The reality is that you don't get big donors without some commercially successful shows under your belt, and grant organizations give to groups that are going to get their name out into the public eye which means they grant to organizations with a large audience base just like any advertiser. Does Steppenwolf Theatre Company really need $50,000 from Sara Lee or did Sara Lee just pay for some great ad space? Does Lookingglass Theater really need the $30,000 from the MacArthur Fund for Arts and Culture when they pay $1.00 per year rent on their downtown venue that was gifted to them by the City of Chicago?.....
It is a terrible cycle, and one that inevitably makes it harder and harder for people to survive out there. I took a look at our Mass Cultural Council theatre giving and found that they do give to many theatre groups.

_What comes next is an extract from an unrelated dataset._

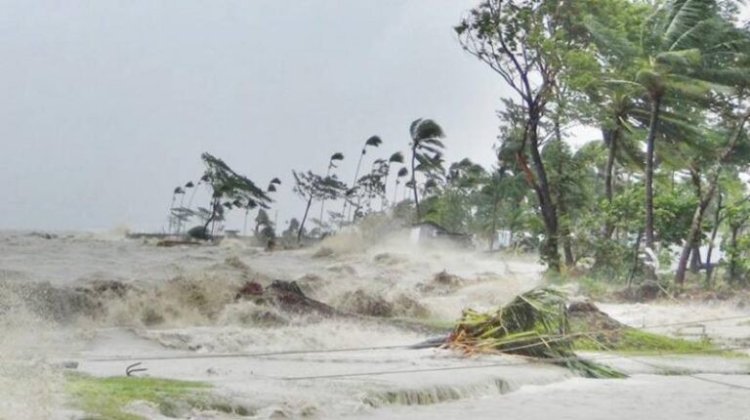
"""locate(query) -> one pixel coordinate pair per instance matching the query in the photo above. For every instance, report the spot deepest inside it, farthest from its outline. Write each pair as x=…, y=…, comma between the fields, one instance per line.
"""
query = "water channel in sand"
x=105, y=302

However, this embarrassingly easy research bears out most of Don's theories.
The three top recipients:
Huntington Theatre Company $52,000
North Shore Music Center $52,000
American Repertory Theatre $42,330
Things drop off precipitously after this. The Western Mass summer companies get a nice change, (Williamstown-$31,790.00 Shakespeare and Company $25, 120.) but then we start going down almost completely into the 4 digit territory.
I understand spending has been cut drasctically, but consider the ratios:
The combined grants to New Repertory, Lyric, Merrimack Rep, Company One, Speakeasy Stage, Sugan, Theatre Offensive, and Stoneham Theatre company.... $35,350.00!
All those 8 companies combined, get far less Mass State cultural money for theatre than the Huntington, ART and NSMT get individually.
Just to make things little more concrete, the $2000.00 grant Company One gets would not even pay the rent for one of their runs as Resident Company of the Boston Center for the Arts.
My first instinct is to say, "Well, state funding has been drastically cut!" However, if the funding were drastically improved, would we see a difference in these ratios?
My next instinct is to say that those top three Companies are "institutions of culture" (brands, if you will.) However, Theatre Offensive and Sugan are not?
Although I won't begrudge any institution any money it can get. I have to wonder if Don does have point:
So, why the slow death of the NFP Arts Organization? Because the model only works for groups that don't need the model. When the advantages of NFP only favor the already commercially successful groups, the groups involved are no
longer "supporting some issue or matter of private interest or public concern for non-commercial purposes."